Cameroun : prorogation du mandat des conseillers municipaux, l’exemple est-il tchadien ?

ELECTION – Alors que leur mandat devrait s’achever en 2018, les conseillers municipaux viennent de voir, pour la deuxième fois, leur mandat prorogé. Coïncidence ou reproduction de l’exemple tchadien?

Le président camerounais Paul Biya a signé ce lundi un décret prolongeant le mandat des conseillers municipaux jusqu’en 2020. Pour la deuxième fois de suite.

Finalement ce n’est qu’en février 2020 que le Cameroun organisera les élections municipales. En effet, le chef de l’État camerounais a signé le 15 juillet un décret prorogeant le mandat des conseillers municipaux jusqu’au 29 février 2020.

Les dernières élections municipales qu’a connu le Cameroun remonte au 30 septembre 2013. Les conseillers municipaux alors élus avaient un mandat de 5 ans. Mais en juillet 2018, leur mandat avait été prorogé de 12 mois. Il en était de même pour le mandat des députés qui avait été prorogé de 12 mois, jusqu’au 29 octobre 2019, à cause de « chevauchement des élections », selon le Président de la République.

Le président camerounais justifie cette prorogation par le besoin d’harmoniser l’organisation des élections municipales et législatives. Le prolongement du mandat des députés pourrait également bientôt être signé. Notons que le décret signé ce 15 juillet 2019 est conforme au loi en vigueur au Cameroun.

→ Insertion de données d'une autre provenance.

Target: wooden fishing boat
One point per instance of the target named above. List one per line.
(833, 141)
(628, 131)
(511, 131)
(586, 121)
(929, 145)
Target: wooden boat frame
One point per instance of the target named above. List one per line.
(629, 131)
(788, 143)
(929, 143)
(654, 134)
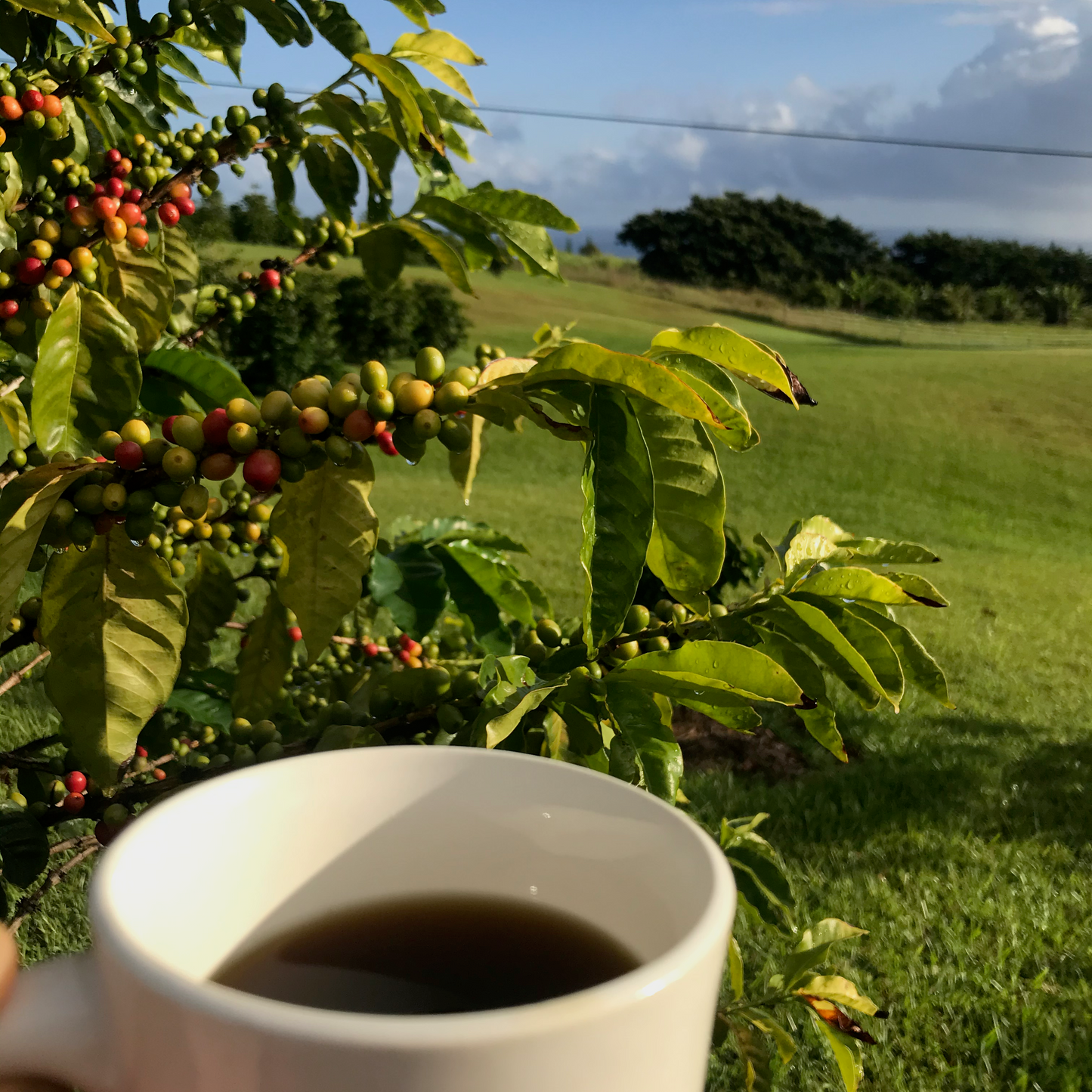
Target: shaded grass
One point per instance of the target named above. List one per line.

Au Tchad, c’est depuis 2015 que les élections municipales et législatives devaient se tenir mais jusque-là proroger. Actuellement, la date de leur tenue n’est pas encore fixée. Les députés et les conseillers municipaux bénéficient gracieusement de la prorogation de leur mandat. Ce qui donne lieu régulièrement à des contestations, de l’instabilité, des interogations sur la légitimité. Le président tchadien, dans un récent entretien accordé à France 24, a laissé entendre que les élections doivent se tenir au pire des cas fin décembre 2019. Mais l’incertitude règne à tous les niveaux. Sauf la Commission électorale nationale indépendante (Céni) qui croit toujours pouvoir les organiser en 2019.

Voilà donc deux bons voisins qui s’identifient réciproquement en matière de prorogation.